YOU FEEL FOOLED BECAUSE you are being fooled. This is not someone you should trust. You have all the evidence you could ever want and more. That part is obvious and not really controversial. It sucks that you moved in with him, but I really think you should reconsider your decision. The real question here is why you're selecting these kinds of guys and even considering going back to them after they've shown themselves to be untrustworthy.
I don't know what it is about this guy that attracts you, but whatever it is, it doesn't overcome his poor character. Character isn't something you can change, and in the end you'll get hurt. Try dating someone closer to your age who has real integrity--someone you deserve. You can even consider taking a break from dating while you explore your values and take a closer look at your relationship choices. I wish you the best of luck.
Yea. You definitely need to leave him. I was a man who was just like this. That break-up was the best thing that could have happened to that situation, though it was difficult at first. My friends have also been with guys like him, although these boyfriends' disrespect towards women quickly turned into violence against them.
You will never be able to have a future with this man now, knowing what you know now. If there's no future, there needn't be any present.

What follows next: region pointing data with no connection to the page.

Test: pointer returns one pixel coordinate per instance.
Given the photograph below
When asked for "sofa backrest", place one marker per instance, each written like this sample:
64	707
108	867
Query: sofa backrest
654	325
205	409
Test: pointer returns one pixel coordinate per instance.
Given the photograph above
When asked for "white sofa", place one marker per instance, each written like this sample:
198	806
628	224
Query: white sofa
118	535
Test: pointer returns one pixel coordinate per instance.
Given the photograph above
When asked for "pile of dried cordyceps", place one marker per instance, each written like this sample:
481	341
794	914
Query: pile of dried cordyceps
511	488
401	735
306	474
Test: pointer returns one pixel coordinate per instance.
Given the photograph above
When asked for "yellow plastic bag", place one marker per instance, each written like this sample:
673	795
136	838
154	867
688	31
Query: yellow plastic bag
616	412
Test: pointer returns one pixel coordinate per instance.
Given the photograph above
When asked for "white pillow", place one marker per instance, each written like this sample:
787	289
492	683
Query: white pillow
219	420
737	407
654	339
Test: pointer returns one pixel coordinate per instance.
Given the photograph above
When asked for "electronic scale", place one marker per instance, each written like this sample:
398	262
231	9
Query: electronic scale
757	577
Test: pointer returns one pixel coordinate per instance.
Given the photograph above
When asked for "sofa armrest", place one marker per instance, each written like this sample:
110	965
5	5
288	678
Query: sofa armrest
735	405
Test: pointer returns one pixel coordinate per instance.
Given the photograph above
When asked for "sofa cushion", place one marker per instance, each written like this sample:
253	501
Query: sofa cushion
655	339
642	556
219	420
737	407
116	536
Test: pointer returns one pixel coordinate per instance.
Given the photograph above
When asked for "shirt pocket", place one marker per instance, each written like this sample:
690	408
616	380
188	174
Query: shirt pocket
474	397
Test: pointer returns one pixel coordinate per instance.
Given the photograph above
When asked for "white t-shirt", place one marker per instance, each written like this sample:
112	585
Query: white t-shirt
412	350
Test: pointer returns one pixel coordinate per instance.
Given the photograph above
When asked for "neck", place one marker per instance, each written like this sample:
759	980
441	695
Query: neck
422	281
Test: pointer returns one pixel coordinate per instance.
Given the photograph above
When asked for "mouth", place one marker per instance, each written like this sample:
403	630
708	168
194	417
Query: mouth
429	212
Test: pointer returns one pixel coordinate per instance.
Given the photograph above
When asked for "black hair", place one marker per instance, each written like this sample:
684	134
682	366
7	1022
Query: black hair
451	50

Agreed. The one thing that every person deserves (every person that is honest and not cheating themselves) is another person who really wants to be with them and cherishes that time together. Otherwise what is the point? Just to be in a relationship and avoid being alone? Not worth it. If you love yourself you can treat yourself better than a shitty relationship can. I guess that is something most of us have to learn the hard way. But ultimately we are all looking for someone who loves us honestly and has our best interest at heart... which leads to having your future children/family's best interest at heart. Because that's what it ultimately comes down to. Right?